BY TOM BUSSELBERG
CENTERVILLE — O’Brien Glass Products is now middle-aged.
The long-time business in downtown Centerville at 55 E. 400 South is celebrating 40 years of operation by Gary and Lois O’Brien and family.
It started in 1972 in part of what was an old Shamrock gas station on Main Street where Cutler’s Cookies is now, Gary O’Brien said.
With a $500 loan from his dad, he ran the station,. He has kept it open later than any other in Centerville.
That brought a lot of late-night business, mixed with a deal on gas and glass.
“We sold gas for 35 cents a gallon in those days. We’d offer 10 gallons of gas free if a customer had us install a $50 windshield,” Gary O’Brien said.
“We did a tremendous business. We were one of the biggest windshield shops in the area for a number of years,” he said.
Sale of the gas station forced the O’Briens to move to their current spot, where they initially built a 40 foot by 60 foot building. It has since been expanded five times.
“We paid for things as we went along,” he said, and the company always stayed out of debt.
Adapting to the times, the firm left windshield work behind and turned to window and mirror specialization tied to new home construction.
Its clients have included construction giant Ivory Homes and relative newcomers Woodside and Brighton homes.
The firm grew to 60 employees at one time but has downsized, in part due to the recent recession, and now has 18.
Business is looking up, though. The firm has received glass and mirror contracts for such Davis County construction projects as the 300-unit Park Lane Apartments in Farmington and the Legacy Village senior citizen community in Layton, along with other assisted living facilities from Spanish Fork to Brigham City.
Gary O’Brien has been active in state and national homebuilders’ associations for years, where he has held leadership positions. He was also instrumental in organizing the first Davis County home shows. In addition, he served as president of the old South Davis Chamber of Commerce and the Oakridge Country Club.
Gary O’Brien could have easily followed in his dad’s footsteps as a mechanic but as fate would have it, the old Intermountain Glass in downtown Bountiful offered him 50 cents an hour as a junior high student, quite a raise from the 35 cents an hour that France Auto, which shared the building, could pay.

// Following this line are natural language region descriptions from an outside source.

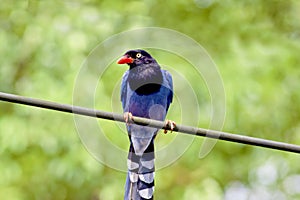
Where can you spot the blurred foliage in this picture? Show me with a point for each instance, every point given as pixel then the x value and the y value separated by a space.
pixel 255 44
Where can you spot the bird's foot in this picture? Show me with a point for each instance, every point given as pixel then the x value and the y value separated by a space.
pixel 128 117
pixel 169 124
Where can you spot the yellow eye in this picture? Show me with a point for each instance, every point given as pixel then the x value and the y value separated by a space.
pixel 138 55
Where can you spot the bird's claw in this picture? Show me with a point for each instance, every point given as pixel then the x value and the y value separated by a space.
pixel 128 117
pixel 169 124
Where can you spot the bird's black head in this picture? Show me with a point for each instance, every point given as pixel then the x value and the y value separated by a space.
pixel 136 57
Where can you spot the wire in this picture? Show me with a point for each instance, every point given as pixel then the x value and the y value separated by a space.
pixel 149 122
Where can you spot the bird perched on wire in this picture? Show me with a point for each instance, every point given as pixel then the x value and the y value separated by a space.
pixel 146 91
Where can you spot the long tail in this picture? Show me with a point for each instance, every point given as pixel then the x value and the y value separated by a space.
pixel 140 177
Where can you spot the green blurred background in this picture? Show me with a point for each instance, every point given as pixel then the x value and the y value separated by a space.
pixel 255 44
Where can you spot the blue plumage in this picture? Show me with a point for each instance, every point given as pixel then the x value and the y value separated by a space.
pixel 146 91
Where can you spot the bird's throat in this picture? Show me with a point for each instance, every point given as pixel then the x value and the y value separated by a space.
pixel 145 80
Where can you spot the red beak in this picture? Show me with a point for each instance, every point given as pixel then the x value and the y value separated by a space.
pixel 125 60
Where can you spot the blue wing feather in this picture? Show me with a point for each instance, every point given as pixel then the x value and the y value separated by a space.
pixel 140 178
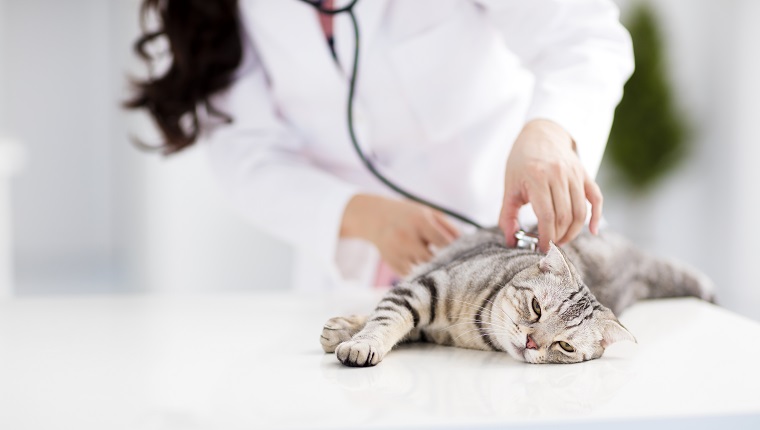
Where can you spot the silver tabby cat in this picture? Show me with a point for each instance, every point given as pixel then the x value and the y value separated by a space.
pixel 477 293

“Big enough to do the job, small enough to care” is the motto Gary and Lois O’Brien have followed in their business dealings over the years.
Gary and Lois have seven children, 30 grandchildren and 25 great-grandchildren.
They were thinking of retiring, but have put that off, at least for now. However, the couple bought a home in Casa Grande, Ariz., where they plan to spend at least a couple of weeks this winter.
But it’s more likely than not, you’ll find them at the store.